Indikator Dasar Pantau Kondisi Fisik
Tim Kesehatan LPKA Ambon melaksanakan pengukuran berat badan, tinggi badan, tekanan darah, dan lingkar perut pada Rabu (16/9). Kegiatan ini berlangsung di Klinik LPKA dengan koordinasi langsung dari dr. Sam Syahroni bersama staf perawat dan peserta magang. Data antropometri tersebut berfungsi sebagai acuan medis untuk mendeteksi potensi gangguan pertumbuhan sejak dini.Pemeriksaan berkala memungkinkan petugas memantau fluktuasi kesehatan setiap individu secara akurat. Tanpa data dasar yang konsisten, intervensi gizi atau medis akan sulit diterapkan secara tepat sasaran. Hal ini penting mengingat lingkungan pembinaan memiliki dinamika aktivitas fisik dan psikologis yang unik dibandingkan sekolah umum biasa.
Keterkaitan Kesehatan dengan Efektivitas Pembinaan
Kepala Subseksi Keperawatan LPKA Kelas II Ambon, Stevian Mahulette, menegaskan bahwa pemantauan rutin bukan sekadar prosedur administratif. Kondisi fisik yang stabil memungkinkan anak binaan berpartisipasi aktif dalam berbagai sesi konseling, pelatihan keterampilan, dan kegiatan akademis tanpa hambatan kesehatan."Pemeriksaan kesehatan secara rutin membantu kami mengetahui kondisi kesehatan Anak Binaan secara berkala. Dengan kondisi kesehatan yang terpantau, mereka dapat mengikuti berbagai kegiatan pembinaan dengan lebih nyaman, sehat, dan penuh semangat," ujar Stevian.
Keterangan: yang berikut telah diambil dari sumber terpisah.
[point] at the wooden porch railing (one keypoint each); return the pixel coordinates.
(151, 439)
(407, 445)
Fokus pelayanan tidak berhenti pada tindakan kuratif semata. Petugas juga mendorong kesadaran internal anak binaan mengenai pentingnya pola hidup bersih dan sehat. Edukasi preventif ini bertujuan membangun kebiasaan positif yang akan terbawa hingga mereka kembali ke masyarakat nanti.
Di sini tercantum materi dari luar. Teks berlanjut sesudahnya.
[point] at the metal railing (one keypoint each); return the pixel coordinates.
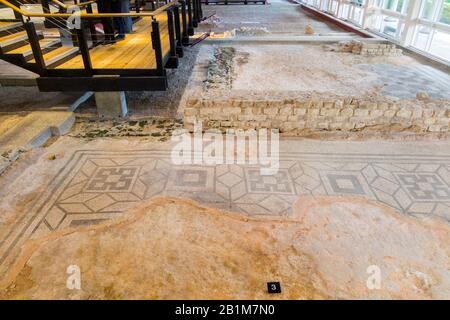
(182, 17)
Edukasi Pola Hidup Sehat Berkelanjutan
Dr. Sam Syahroni menjelaskan bahwa indikator seperti lingkar perut dan tekanan darah sering kali menjadi sinyal awal masalah metabolisme atau stres. Pemahaman ini disampaikan langsung kepada anak binaan agar mereka mengenali tanda-tanda tubuh sendiri. Kemandirian dalam menjaga kesehatan menjadi bekal vital untuk masa depan yang lebih baik.Salah satu anak binaan berinisial KS mengaku merasakan manfaat langsung dari program ini. Ia menyatakan senang bisa mengetahui kondisi tubuhnya secara objektif melalui pemeriksaan profesional. Pengalaman tersebut mengubah persepsinya tentang kesehatan dari hal yang diabaikan menjadi prioritas harian.
"Saya senang bisa mengikuti pemeriksaan kesehatan secara rutin. Dari pemeriksaan ini saya bisa mengetahui kondisi tubuh saya dan belajar untuk lebih menjaga kesehatan," ungkap KS.
Lingkungan pembinaan yang sehat menciptakan atmosfer kondusif bagi pemulihan karakter. Ketika kebutuhan fisiologis terpenuhi dengan baik, proses penyerapan nilai-nilai moral dan keterampilan kerja menjadi lebih efektif. LPKA Ambon berkomitmen menjaga standar layanan medis ini sebagai bagian integral dari hak anak selama masa pembinaan.